For disease status prediction, we built LASSO models with scikit-learn (version 0.24.2) (Pedregosa et al. 2011) for each disease–tissue pair in the predicted expression, the actual expression, and the input blood expression. The values of the area under the ROC curve (auROC) were used to indicate performance in a 5-fold CV manner with 50 independent repetitions.

2.8 Exploration of MTM applications on external datasets

The raw sequencing data (fastq files) of blood expression profiles from GSE184050 (Chen et al. 2022) were downloaded and the gene expression values of the 19 291 protein-coding genes were quantified according to the pipeline provided by the GTEx Consortium (2017). To reduce batch effects, we simply aligned the mean and standard deviation of each gene in each tissue to those of the GTEx data. For external dataset, the MTM was trained in a hold-out manner, with 80% of the data used for training and the remaining 20% for testing.

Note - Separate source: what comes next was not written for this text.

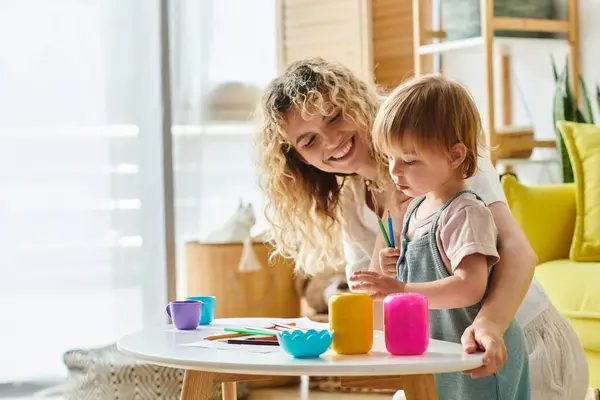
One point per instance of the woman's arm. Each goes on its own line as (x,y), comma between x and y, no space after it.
(513,274)
(509,284)
(463,289)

The standardized blood expression profiles of GSE184050 (type 2 diabetes, T2D) were input into MTM to predict the tissue expression profiles of corresponding individuals. Then, Pearson’s $ρ$ between ${log}_{2}$ fold changes across genes in predicted data and reference data (case and control subjects for T2D in GTEx) was used to measure the overall concordance of the predicted disease-related dysregulations.

3 Results

3.1 MTM outperforms the baseline methods

Gene expression levels (TPM) of 19 291 protein-coding genes across 49 tissues (sample sizes greater than 50) from 948 individuals (17 329 samples in total) in the GTEx (GTEx Consortium 2017) datasets were used to develop our model. The prediction quality of MTM at the sample level and the gene level was evaluated on the task of predicting individualized gene expression profiles of the other 48 tissues within the development set (GTEx) based on the expression profile of whole blood. Two representative single-tissue approaches, B-GEX (Method S1) (Xu et al. 2020) and TEEBoT (Method S2) (Basu et al. 2021), were used as baselines in the evaluation for comparison. At the sample level, the sample-wise prediction accuracy was measured by Pearson’s $ρ$ , which was 0.21 $\pm$ 0.07 across all genes among the 48 tissues (ranging from 0.04 to 0.34). Compared with 0.00 $\pm$ 0.02 for S1 and 0.08 $\pm$ 0.09 for S2, MTM showed significantly higher levels of accuracy (Wilcoxon rank sum test, P-value < .05) than S1 or S2 did in all 48 tissues. On the gene scale, MTM (0.23 $\pm$ 0.07, ranging from 0.04 to 0.34) also demonstrated significantly higher gene-wise accuracy (Wilcoxon rank sum test, P-value < .05) than S1 (0.00 $\pm$ 0.03) and S2 (0.07 $\pm$ 0.11) did in 48 and 47 tissues out of the 48 tissues, respectively (Fig. 2a and Supplementary Table S1).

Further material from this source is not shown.